To his Right Honorable Marquess of Daventry, James Cavendish:

You are very clever at provoking me into an answer. Each letter I write to you, I intend to be the last, but then you write nonsense, and I feel I must say something in response.

Who will give you sons, Jamie?

Mrs. Edward Lovelock.

Kate—

What need have I for sons if I can have you?

I thank you for your worry, but my father has a younger brother. Who has TWO sons. One of my cousins has knock knees and the other a squint. But they will do.

Kate, I can’t help but think that your stated objections—our ranks, our ages, the expectation that I produce heirs—are not the real reasons you reject me.

But I can do better. I can be better.

You already know, to some degree, that I am not the feckless cad and inebriate I am reputed to be. But I am still so far from being the man I want to be for you. The man you should have.

I wish you would tell me why you don’t want me so that I may amend the faults you find most grievous first.

Always your Jamie.

To his Right Honorable Marquess of Daventry, James Cavendish:

If I concede that there is another reason that we have no future—one that has naught to do with you and only to do with me, will you let me be?

Mrs. Edward Lovelock.

Dearest Kate—

I have enclosed a key to my rooms. Come to me and tell me this reason.

Always your Jamie.

Dear Catherine—

The best part of every day is the time I spend in walking from my rooms to your house. Hope springs eternal, et cetera. I even have come to enjoy my intercourse with your butler. Chelsom is his name, is it not? The way he varies what he says to me. Sometimes it is “Mrs. Lovelock is not at home” and sometimes “Mrs. Lovelock is not receiving visitors.” Sometimes, he breaks all propriety and adds the phrase “at present” to either of the above sentences.
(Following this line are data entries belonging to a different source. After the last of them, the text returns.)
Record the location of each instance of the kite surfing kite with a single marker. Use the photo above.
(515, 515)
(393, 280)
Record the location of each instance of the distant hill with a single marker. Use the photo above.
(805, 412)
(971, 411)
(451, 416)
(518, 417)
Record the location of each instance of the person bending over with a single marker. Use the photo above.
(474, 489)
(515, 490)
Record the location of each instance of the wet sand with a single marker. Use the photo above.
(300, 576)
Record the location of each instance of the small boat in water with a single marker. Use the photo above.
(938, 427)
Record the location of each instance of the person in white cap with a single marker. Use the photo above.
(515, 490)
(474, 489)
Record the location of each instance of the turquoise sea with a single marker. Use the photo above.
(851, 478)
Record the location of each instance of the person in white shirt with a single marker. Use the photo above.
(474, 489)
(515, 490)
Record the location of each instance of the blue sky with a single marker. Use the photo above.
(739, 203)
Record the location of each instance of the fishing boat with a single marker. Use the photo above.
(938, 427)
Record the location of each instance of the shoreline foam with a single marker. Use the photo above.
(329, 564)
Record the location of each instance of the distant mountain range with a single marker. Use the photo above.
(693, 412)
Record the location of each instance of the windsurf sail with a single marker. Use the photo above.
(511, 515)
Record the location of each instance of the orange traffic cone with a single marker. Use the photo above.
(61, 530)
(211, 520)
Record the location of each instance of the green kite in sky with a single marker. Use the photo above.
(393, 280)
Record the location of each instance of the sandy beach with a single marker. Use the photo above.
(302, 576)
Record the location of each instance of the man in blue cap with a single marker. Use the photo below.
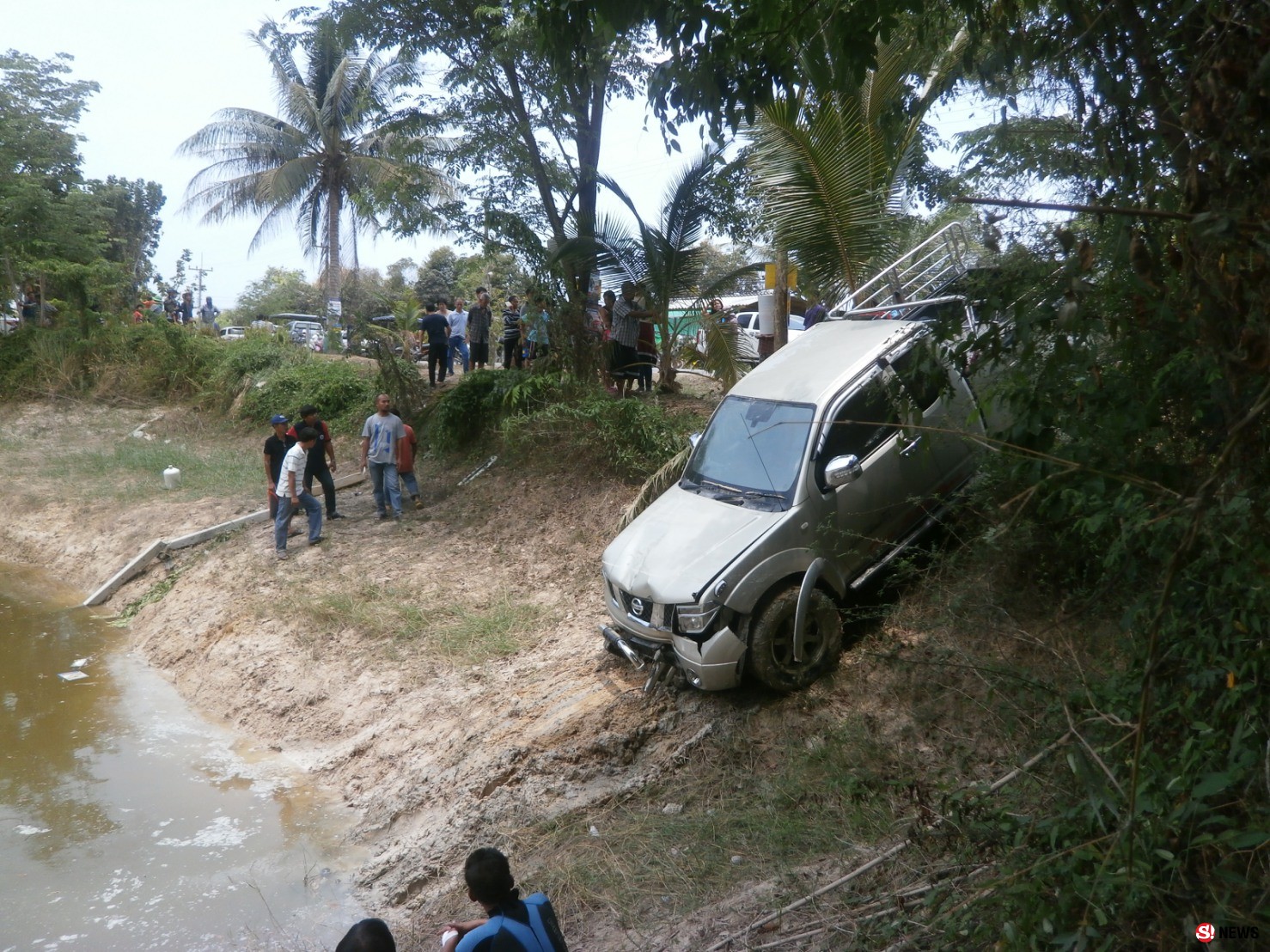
(274, 449)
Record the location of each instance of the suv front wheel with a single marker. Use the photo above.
(771, 640)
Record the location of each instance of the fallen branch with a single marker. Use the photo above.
(879, 859)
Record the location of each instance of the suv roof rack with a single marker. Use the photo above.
(934, 265)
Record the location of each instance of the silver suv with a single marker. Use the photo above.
(815, 471)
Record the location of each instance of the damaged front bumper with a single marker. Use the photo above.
(712, 664)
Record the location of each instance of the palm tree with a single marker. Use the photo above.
(831, 159)
(667, 260)
(333, 150)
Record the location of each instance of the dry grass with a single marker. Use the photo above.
(949, 689)
(399, 619)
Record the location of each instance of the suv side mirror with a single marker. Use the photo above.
(842, 470)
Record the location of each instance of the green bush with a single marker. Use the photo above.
(345, 398)
(627, 436)
(119, 361)
(250, 358)
(478, 404)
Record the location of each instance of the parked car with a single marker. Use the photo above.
(815, 471)
(302, 332)
(748, 322)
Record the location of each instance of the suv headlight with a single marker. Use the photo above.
(693, 619)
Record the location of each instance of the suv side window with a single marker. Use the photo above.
(863, 424)
(922, 375)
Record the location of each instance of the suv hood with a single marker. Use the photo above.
(681, 542)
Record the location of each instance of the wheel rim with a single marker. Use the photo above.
(783, 645)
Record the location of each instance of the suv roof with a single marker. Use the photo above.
(822, 361)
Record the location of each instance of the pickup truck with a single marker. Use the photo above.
(815, 473)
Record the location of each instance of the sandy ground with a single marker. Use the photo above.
(433, 753)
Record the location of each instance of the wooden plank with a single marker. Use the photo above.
(137, 565)
(126, 573)
(214, 531)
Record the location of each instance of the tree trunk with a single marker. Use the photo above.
(333, 272)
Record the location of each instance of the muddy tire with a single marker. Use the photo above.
(771, 641)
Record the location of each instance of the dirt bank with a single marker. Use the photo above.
(433, 750)
(443, 675)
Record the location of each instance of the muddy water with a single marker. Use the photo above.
(127, 823)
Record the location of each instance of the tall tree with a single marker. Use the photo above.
(832, 157)
(335, 153)
(528, 85)
(666, 259)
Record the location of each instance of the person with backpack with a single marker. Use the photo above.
(513, 925)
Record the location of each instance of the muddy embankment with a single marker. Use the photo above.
(435, 753)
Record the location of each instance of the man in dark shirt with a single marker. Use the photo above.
(513, 925)
(321, 459)
(512, 333)
(274, 449)
(437, 329)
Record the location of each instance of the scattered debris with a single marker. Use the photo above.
(478, 471)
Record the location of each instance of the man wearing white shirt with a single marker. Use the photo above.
(457, 337)
(291, 492)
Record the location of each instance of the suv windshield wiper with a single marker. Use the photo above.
(703, 483)
(743, 494)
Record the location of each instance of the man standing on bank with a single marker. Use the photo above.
(321, 460)
(382, 444)
(479, 322)
(436, 326)
(274, 452)
(513, 925)
(457, 337)
(294, 495)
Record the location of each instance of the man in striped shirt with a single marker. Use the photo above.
(626, 318)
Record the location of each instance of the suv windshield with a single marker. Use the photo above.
(751, 454)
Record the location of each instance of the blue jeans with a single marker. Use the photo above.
(412, 484)
(384, 479)
(286, 510)
(457, 345)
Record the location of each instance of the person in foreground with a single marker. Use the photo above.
(367, 936)
(513, 925)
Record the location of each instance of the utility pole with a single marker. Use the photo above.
(201, 271)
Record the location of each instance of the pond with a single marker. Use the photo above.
(127, 821)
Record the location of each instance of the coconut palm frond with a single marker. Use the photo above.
(831, 160)
(335, 151)
(656, 485)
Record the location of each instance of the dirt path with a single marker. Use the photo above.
(436, 750)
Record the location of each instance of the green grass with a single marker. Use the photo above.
(156, 593)
(132, 470)
(404, 621)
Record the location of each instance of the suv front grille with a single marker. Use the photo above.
(645, 611)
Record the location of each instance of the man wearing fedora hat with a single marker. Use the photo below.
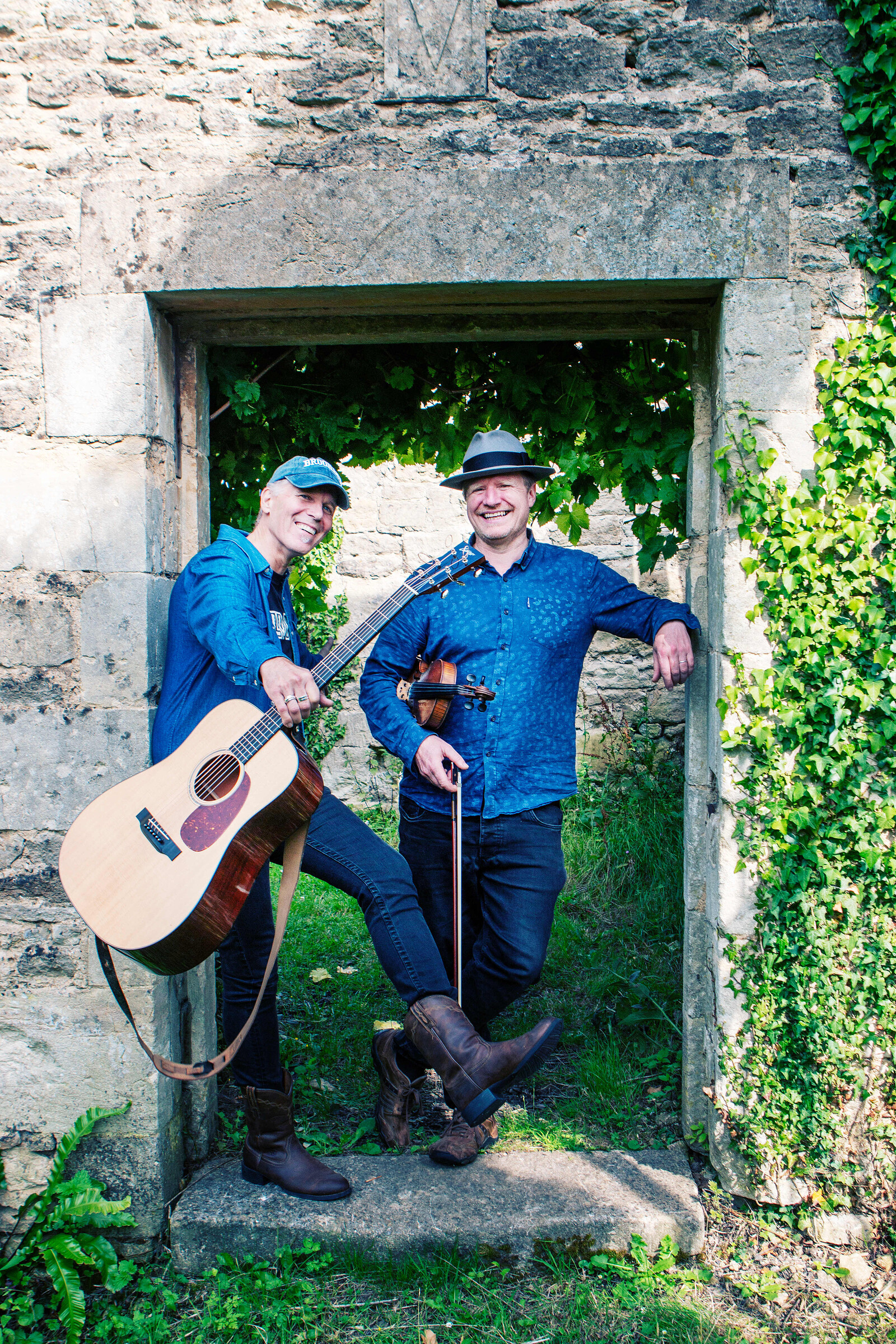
(526, 626)
(231, 635)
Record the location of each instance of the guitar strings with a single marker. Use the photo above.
(269, 725)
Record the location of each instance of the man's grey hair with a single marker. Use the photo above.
(276, 488)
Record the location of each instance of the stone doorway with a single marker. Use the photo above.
(378, 256)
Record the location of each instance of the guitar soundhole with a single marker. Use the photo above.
(217, 778)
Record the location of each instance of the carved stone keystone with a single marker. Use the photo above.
(435, 49)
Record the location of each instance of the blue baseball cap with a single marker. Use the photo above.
(308, 472)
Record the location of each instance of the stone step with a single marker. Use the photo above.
(510, 1203)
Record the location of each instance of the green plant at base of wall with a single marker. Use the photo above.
(813, 737)
(57, 1231)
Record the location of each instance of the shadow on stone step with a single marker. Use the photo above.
(507, 1202)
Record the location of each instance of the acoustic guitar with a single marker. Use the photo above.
(159, 867)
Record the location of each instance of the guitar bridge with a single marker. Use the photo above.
(157, 837)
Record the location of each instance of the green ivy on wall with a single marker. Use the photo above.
(816, 734)
(609, 413)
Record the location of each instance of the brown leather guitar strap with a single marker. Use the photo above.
(209, 1067)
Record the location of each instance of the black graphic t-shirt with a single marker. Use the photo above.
(278, 615)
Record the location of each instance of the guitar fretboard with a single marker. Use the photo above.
(340, 656)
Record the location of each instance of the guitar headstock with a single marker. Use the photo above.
(438, 575)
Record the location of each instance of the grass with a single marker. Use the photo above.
(307, 1295)
(613, 973)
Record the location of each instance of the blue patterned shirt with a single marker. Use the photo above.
(527, 632)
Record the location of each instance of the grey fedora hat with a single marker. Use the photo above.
(492, 455)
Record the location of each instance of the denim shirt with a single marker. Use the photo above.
(220, 633)
(527, 633)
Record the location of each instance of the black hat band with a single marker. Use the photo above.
(483, 461)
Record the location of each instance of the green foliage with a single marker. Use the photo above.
(304, 1295)
(813, 736)
(644, 1271)
(55, 1233)
(606, 413)
(820, 805)
(870, 120)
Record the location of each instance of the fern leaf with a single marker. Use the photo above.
(66, 1248)
(102, 1256)
(36, 1207)
(90, 1205)
(68, 1289)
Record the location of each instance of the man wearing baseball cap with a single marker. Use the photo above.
(526, 626)
(231, 635)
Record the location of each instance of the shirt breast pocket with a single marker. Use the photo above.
(553, 619)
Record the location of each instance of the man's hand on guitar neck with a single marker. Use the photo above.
(292, 690)
(430, 760)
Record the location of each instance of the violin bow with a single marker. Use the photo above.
(457, 866)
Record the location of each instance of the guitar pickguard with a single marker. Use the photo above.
(202, 827)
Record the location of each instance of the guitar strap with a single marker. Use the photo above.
(209, 1067)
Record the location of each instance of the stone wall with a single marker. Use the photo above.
(399, 518)
(274, 171)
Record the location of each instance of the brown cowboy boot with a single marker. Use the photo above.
(398, 1094)
(463, 1143)
(476, 1073)
(273, 1154)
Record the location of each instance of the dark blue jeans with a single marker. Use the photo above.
(512, 877)
(344, 851)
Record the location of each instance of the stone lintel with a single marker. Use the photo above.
(338, 227)
(510, 1203)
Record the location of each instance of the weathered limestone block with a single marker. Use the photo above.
(732, 595)
(792, 53)
(108, 367)
(95, 508)
(123, 647)
(693, 53)
(546, 68)
(54, 763)
(423, 227)
(433, 50)
(35, 631)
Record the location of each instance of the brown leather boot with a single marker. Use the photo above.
(476, 1073)
(463, 1143)
(273, 1154)
(398, 1094)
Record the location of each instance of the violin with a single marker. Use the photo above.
(435, 686)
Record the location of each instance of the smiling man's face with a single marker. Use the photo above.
(499, 507)
(298, 519)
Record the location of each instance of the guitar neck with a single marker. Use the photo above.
(338, 657)
(348, 648)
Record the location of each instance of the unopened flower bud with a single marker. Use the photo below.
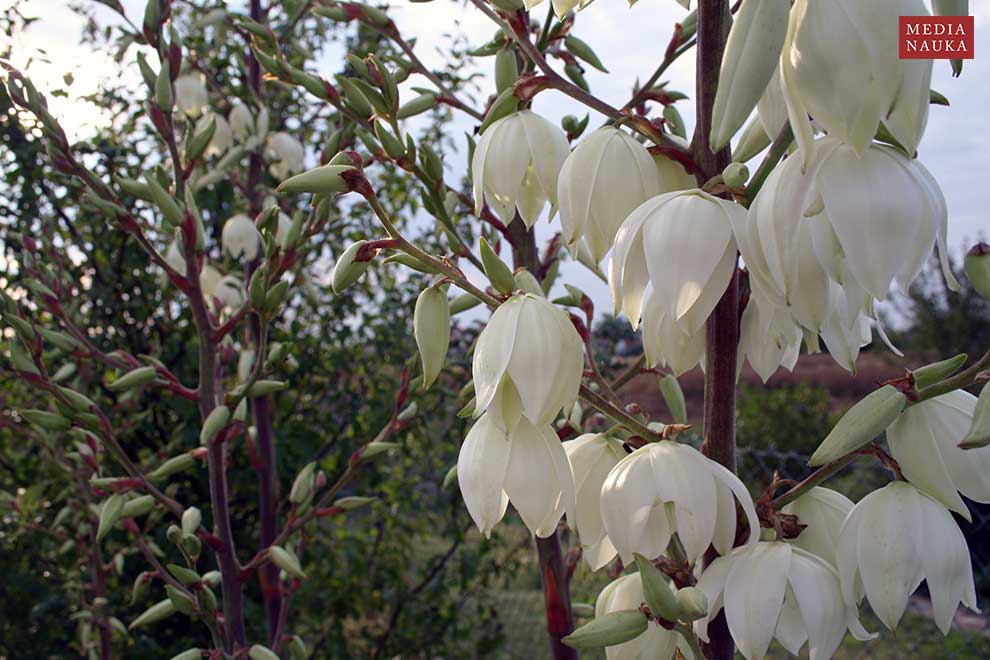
(860, 425)
(608, 630)
(977, 265)
(347, 271)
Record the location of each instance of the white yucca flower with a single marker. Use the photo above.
(592, 457)
(924, 441)
(658, 245)
(626, 593)
(823, 511)
(775, 590)
(190, 94)
(894, 538)
(768, 338)
(516, 165)
(607, 175)
(527, 363)
(840, 64)
(286, 154)
(223, 135)
(665, 487)
(527, 467)
(240, 238)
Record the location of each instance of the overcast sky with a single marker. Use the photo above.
(629, 41)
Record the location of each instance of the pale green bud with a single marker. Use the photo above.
(191, 520)
(431, 322)
(656, 590)
(157, 612)
(132, 379)
(347, 271)
(214, 422)
(692, 602)
(286, 561)
(860, 425)
(937, 371)
(325, 179)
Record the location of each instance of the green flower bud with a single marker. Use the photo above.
(498, 273)
(977, 265)
(286, 561)
(302, 487)
(462, 303)
(418, 105)
(190, 544)
(182, 601)
(608, 630)
(259, 652)
(860, 425)
(735, 175)
(157, 612)
(347, 271)
(191, 520)
(431, 322)
(214, 422)
(174, 465)
(325, 179)
(937, 371)
(656, 590)
(673, 396)
(45, 420)
(183, 574)
(132, 379)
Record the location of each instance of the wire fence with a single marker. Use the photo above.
(519, 606)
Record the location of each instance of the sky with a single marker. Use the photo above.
(630, 41)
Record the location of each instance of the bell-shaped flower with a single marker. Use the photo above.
(190, 94)
(841, 66)
(924, 441)
(527, 363)
(223, 135)
(823, 511)
(592, 457)
(894, 538)
(240, 238)
(626, 593)
(768, 338)
(665, 343)
(776, 590)
(527, 467)
(516, 165)
(286, 154)
(665, 487)
(659, 244)
(607, 176)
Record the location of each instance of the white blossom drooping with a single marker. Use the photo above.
(527, 467)
(607, 175)
(894, 538)
(516, 164)
(527, 363)
(924, 441)
(775, 590)
(666, 487)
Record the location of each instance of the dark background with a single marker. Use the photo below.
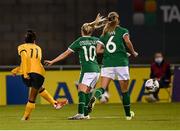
(58, 22)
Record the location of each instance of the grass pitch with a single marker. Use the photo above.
(105, 116)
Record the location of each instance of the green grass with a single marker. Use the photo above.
(108, 116)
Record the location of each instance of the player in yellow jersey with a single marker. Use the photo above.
(33, 73)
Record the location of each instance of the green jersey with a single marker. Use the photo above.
(86, 48)
(115, 51)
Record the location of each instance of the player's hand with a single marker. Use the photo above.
(135, 54)
(26, 76)
(48, 62)
(13, 74)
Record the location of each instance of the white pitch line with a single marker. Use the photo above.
(106, 117)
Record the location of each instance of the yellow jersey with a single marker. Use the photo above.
(31, 60)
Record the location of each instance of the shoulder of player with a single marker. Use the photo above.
(122, 28)
(22, 46)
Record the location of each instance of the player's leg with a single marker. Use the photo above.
(107, 74)
(47, 96)
(82, 91)
(95, 78)
(30, 104)
(123, 77)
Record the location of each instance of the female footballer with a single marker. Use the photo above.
(33, 73)
(115, 60)
(86, 48)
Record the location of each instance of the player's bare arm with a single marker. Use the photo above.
(59, 58)
(130, 45)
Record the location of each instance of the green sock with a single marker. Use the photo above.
(99, 92)
(126, 103)
(88, 97)
(81, 102)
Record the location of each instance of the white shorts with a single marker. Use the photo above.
(122, 73)
(90, 79)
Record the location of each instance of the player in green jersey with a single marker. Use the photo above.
(85, 46)
(115, 60)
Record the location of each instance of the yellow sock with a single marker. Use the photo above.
(29, 107)
(45, 94)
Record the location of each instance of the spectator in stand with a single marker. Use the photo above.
(160, 70)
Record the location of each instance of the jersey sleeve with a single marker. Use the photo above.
(125, 32)
(75, 46)
(101, 40)
(21, 48)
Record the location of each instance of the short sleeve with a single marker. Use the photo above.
(101, 40)
(125, 32)
(75, 46)
(21, 48)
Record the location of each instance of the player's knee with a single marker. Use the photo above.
(83, 88)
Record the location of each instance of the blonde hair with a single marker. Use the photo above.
(113, 21)
(87, 29)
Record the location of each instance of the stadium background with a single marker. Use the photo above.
(154, 25)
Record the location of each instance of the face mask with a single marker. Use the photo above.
(158, 60)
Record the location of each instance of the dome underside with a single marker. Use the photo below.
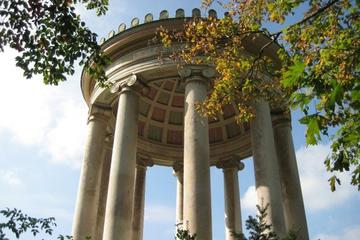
(161, 126)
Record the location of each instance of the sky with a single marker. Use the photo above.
(42, 135)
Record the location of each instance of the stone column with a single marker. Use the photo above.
(179, 173)
(84, 223)
(120, 199)
(197, 197)
(232, 197)
(289, 177)
(139, 197)
(105, 172)
(267, 178)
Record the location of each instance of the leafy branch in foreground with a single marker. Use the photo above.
(316, 67)
(19, 223)
(50, 37)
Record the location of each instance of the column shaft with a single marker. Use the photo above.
(289, 176)
(105, 173)
(121, 186)
(267, 179)
(197, 198)
(139, 202)
(179, 198)
(88, 193)
(232, 203)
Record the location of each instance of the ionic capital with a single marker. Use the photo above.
(109, 141)
(196, 73)
(231, 164)
(281, 119)
(178, 168)
(130, 83)
(144, 162)
(99, 113)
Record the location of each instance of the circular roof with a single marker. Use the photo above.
(161, 109)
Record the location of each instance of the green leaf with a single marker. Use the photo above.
(293, 74)
(313, 131)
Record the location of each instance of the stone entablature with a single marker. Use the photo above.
(148, 117)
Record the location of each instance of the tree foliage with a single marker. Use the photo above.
(319, 70)
(18, 223)
(50, 37)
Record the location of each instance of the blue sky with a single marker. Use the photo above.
(42, 132)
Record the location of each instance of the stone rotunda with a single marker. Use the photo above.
(148, 118)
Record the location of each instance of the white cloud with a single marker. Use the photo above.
(351, 233)
(315, 187)
(249, 200)
(10, 178)
(50, 118)
(159, 214)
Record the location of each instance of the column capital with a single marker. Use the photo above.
(109, 141)
(281, 118)
(232, 163)
(130, 83)
(196, 73)
(101, 113)
(178, 167)
(144, 162)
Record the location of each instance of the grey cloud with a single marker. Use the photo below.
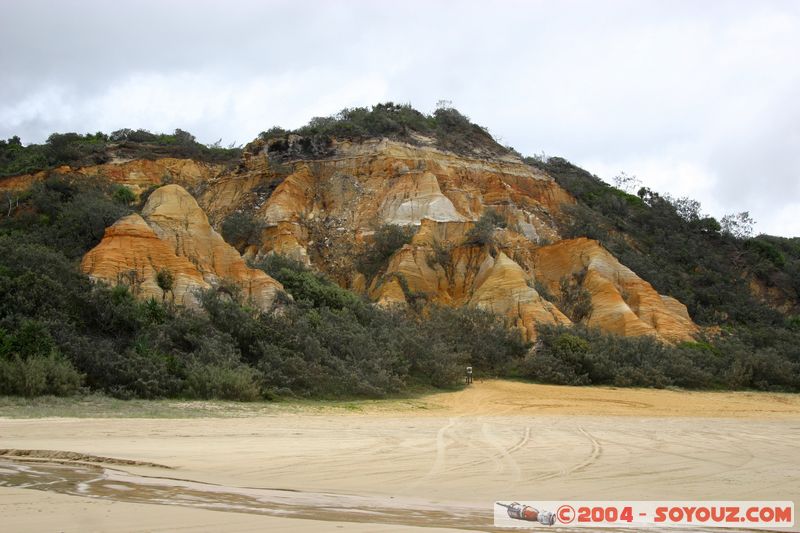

I have heard nothing from you in a week. I had hoped you would come to me and we would discuss your mysterious reason for keeping us apart. Did you receive my key? Are you well?

Always your Jamie.

Catherine—

Answer me. Please. I am very close to hopping your garden wall if only to catch a glimpse of you and see that you are well.

Always your Jamie.

Dear Mrs. Edward Lovelock:

Please acknowledge this letter in some way. I had thought that I was in agony before when my only contact with you was by letter but now that your words have stopped, I know that state was but a pitifully weak imitation of agony.

James Cavendish, Marquess of Daventry.